During the pandemic, he derided Dr. Anthony Fauci and ordered schools to reopen before most other states did. He chartered a jet to dump asylum-seekers on the mostly liberal enclave of Martha’s Vineyard, Mass. He enacted a law to ban teachers from discussing sexual orientation before the fourth grade. When Disney executives criticized the law, he denounced them as “woke” and stripped Disney World of its status as a self-governing district.
Fox News hailed him as a hero. And to many GOP donors and voters, he began to look like a potential fusion candidate — militant enough to appeal to Trump fans, but conventional enough for Republicans tired of the former president’s chaotic style.
Trump noticed with mounting anger. He dubbed DeSantis, whom he once endorsed, as “Ron DeSanctimonious.” DeSantis wisely avoided trading insults with the most accomplished mudslinger in modern politics. “It’s silly season,” he said.
But Trump’s attacks are unlikely to stop there. “The question is: Does any of it stick, and how does DeSantis handle it?” Conant said.

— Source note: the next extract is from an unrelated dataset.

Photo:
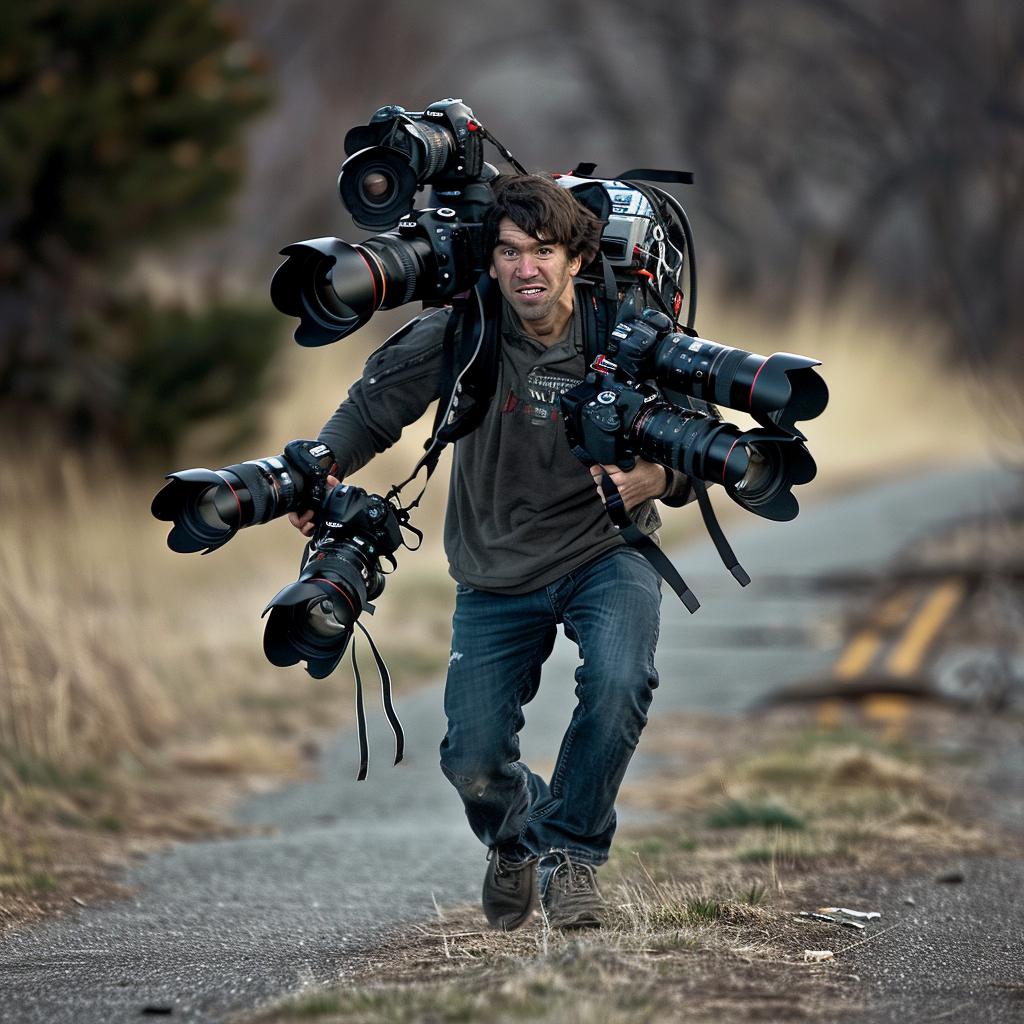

DeSantis has not been nimble on one test: figuring out a coherent position on the war in Ukraine.
As a hawkish congressman in 2014, he criticized then-President Barack Obama for failing to send weapons to Kyiv. “When someone like (Russian President Vladimir) Putin sees Obama being indecisive, I think that whets his appetite to cause more trouble,” he said.
But last month, DeSantis criticized President Joe Biden for sending Ukraine too much aid. If there is a guiding principle, it’s hard to find — unless it was merely opposing a Democratic president.
DeSantis still has a few months to work on his positions. But he’ll face a full-scale test in August, when Republicans have scheduled their first presidential debate.
It’s likely to be a tough one, because every other candidate will be gunning for him — not only Trump, but all the others, since they want to take DeSantis’ place as the leading alternative.
If DeSantis stumbles, several understudies may vie to replace him: former South Carolina Gov. Nikki Haley, former Vice President Mike Pence, Sen. Tim Scott of South Carolina and perhaps others. And non-Trump Republicans will again face the challenge of coalescing around a single alternative, mindful of 2016 when a large, fragmented field helped Trump win the nomination.
It may be a cliche, but it’s true: The stakes in this campaign go beyond choosing a nominee. The race will determine the future of America’s conservative party.
If the GOP is still defined by allegiance to Trump, as it was in 2016 and 2020, then he’ll be its nominee.
If most Republicans want to move beyond Trump to a less chaotic version of conservatism — or merely want a candidate who seems more electable — DeSantis has made himself a logical choice.
But first he has to survive the next six months.